Unhooking Tiger was no easy matter, for his minute claws were curved like scimitars and as sharp as needles. Having disentangled him Mary held him up to look at him. His soft round body was tabby but the absurd tail had a bright orange tip and the small triangular face was snow white, with a pink nose, surmounted by large batlike ears. The saucer-eyes were blue. Though there had been dogs and cats in the family when she was young, it so happened that Mary had never owned an animal of her own before and a ridiculous thrill went through her. “No other cat was ever quite like this,” she said.

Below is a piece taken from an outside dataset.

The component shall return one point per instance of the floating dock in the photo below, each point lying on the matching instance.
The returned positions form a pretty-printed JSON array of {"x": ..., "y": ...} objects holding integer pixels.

“You get some queer mixtures,” agreed Mrs. Croft. “Now don’t spoil him. No sharpening his claws on the cushions, now, or sleeping on your bed. And don’t overfeed him or he’ll grow to the size of his father, and if he should be poorly at any time let me know.”

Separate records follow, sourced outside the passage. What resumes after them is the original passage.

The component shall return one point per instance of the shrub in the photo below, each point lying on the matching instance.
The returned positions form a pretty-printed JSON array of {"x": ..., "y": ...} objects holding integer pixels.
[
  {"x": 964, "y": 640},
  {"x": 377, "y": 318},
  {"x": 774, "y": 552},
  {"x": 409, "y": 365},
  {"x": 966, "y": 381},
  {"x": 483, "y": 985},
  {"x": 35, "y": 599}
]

They parted with mutual appreciation and Mary went home with her little cat, feeling suddenly more cheerful. That ruined man, and Tiger. The same world held them both. The tragic capacity of the human race for going off course was a little balanced by the integrity of the animals who were always obedient to the law of their being. We were meant to love like that, thought Mary, simply because that’s our law and we were told to obey it.

2

“I’m on to a good thing this time, Dad,” said Charles.

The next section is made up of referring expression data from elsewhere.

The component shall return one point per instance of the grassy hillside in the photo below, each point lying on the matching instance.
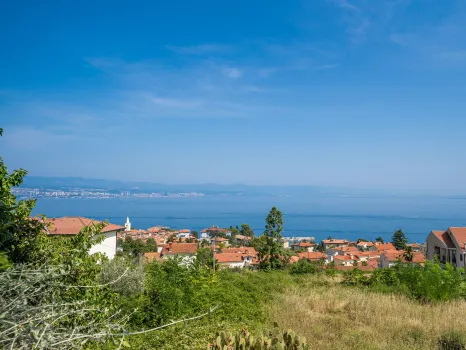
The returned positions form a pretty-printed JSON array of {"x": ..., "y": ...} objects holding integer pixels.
[
  {"x": 333, "y": 316},
  {"x": 328, "y": 313}
]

Mrs. Adams had gone to bed directly after supper, tired by her outing, and Colonel Adams and his son sat together in the little sitting room. Only one small shaded lamp burned on a bookcase and Colonel Adams was glad that in the dim light he could not see his son’s face clearly. He could see the outline of his finely shaped head and strong shoulders, and the play of light and shadow that the perfect bone structure of the face made into a mask of beauty, but that was all. The mask made him feel that he was sitting here with the small boy whom Charles once had been, the most beautiful and charming of his children, a wonder child whom everyone had adored, himself not least. Charles had been born just after the First World War, the result of his profound joy in his reunion with Emily, for he had been serving abroad and had not seen her for two years. But he himself had been a very sick man at the time and Emily had been worn out by the war years. They’d hardly given the boy a good start and they’d spoiled him abominably. He could see that now but at the time the marvelous charm of the little boy, his abnormal sensitiveness and physical delicacy that had caused him to weep heartbrokenly at the least breath of criticism, and shriek when punished, had made it difficult to be severe with him. Charles lit another cigarette and the spurt of flame illumined cruelly the sly weariness of his face. His father’s grief went through him like a sharp physical pain and he shifted in his chair. Parsons when they preached did not stress sufficiently the weariness of sin. That was its chief punishment, he believed, for sensitive temperaments like that of his son. You could be a cheerful sinner if you were tough, but you had to be tough.